Well, there isn’t any cadence at all. For like the beginning, like the osmotic atoms, we are left in suspension. Perhaps that suspension itself is the discovery of heaven, that we’re always on the verge of the Ideal, but we’ll never find it.
Or perhaps that’s simply a personal comment. Mr. Anderson, who has studied much with the “Spectralists” obviously would be insulted to be classified with any group. He has written this eccentric assemblage of beautiful things for their own sake. And he certainly knew what he was doing.

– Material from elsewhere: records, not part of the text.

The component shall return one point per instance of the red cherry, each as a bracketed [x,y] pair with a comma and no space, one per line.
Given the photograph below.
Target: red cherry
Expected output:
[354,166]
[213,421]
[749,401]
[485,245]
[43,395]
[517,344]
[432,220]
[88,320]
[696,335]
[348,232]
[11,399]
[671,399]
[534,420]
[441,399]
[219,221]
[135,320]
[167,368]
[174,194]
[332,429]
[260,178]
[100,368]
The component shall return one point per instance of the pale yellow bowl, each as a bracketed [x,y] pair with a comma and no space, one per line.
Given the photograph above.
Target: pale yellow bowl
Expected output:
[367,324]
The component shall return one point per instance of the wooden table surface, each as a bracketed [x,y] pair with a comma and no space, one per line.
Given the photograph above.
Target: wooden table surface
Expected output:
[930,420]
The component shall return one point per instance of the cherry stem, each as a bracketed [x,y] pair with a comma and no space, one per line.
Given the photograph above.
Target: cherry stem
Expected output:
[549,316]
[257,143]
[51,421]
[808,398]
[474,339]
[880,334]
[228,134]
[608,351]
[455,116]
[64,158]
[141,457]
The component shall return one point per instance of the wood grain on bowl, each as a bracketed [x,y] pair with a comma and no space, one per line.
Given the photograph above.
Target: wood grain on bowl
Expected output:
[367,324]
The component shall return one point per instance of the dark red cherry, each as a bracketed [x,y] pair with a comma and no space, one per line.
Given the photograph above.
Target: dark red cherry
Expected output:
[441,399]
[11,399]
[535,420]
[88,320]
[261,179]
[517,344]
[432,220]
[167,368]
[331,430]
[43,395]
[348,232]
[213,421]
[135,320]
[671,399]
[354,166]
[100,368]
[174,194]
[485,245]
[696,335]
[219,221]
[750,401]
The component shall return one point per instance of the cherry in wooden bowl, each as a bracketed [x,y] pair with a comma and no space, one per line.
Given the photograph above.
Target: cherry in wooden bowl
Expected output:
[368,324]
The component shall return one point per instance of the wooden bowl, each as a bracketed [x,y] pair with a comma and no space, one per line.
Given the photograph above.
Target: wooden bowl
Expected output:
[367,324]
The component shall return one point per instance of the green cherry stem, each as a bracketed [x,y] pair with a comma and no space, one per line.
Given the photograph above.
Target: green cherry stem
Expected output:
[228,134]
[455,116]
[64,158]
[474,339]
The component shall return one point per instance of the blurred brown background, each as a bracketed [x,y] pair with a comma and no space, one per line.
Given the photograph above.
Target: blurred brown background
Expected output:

The last half was devoted to nine sections of a work which is not only the greatest classical ballet of the 20th Century, but certainly one of the finest orchestral paintings of the same century. The Philharmonic’s First Chairs were in their element, especially a beautifully subdued violin solo by Sheryl Staples, some fine flute and clarinet playing etc etc. But the real victors were the orchestra under Sir Andrew.
The power of the dances, the grief of Romeo at Juliet’s Tomb, the whiplash excitement of the death of Tybalt. But then we come to a section that has no competitors in the history of music for Shakespeare.
Prokofiev’s “Balcony Scene” may be a bit too mature for its eponymous teenagers, but it gives the absolute lie to Prokofiev being such a prickly sharp composer with little sympathy for deep emotion. This is the apotheosis of both pathos and joy.
Should Shakespeare come back to earth some day, he would snore though Gounod’s Romeo and Juliet, be confused by Berlioz’ Roméo et Juliette. But listening to the “Balcony Scene” here, he might excise his words, and let the music provide all the necessary poetry.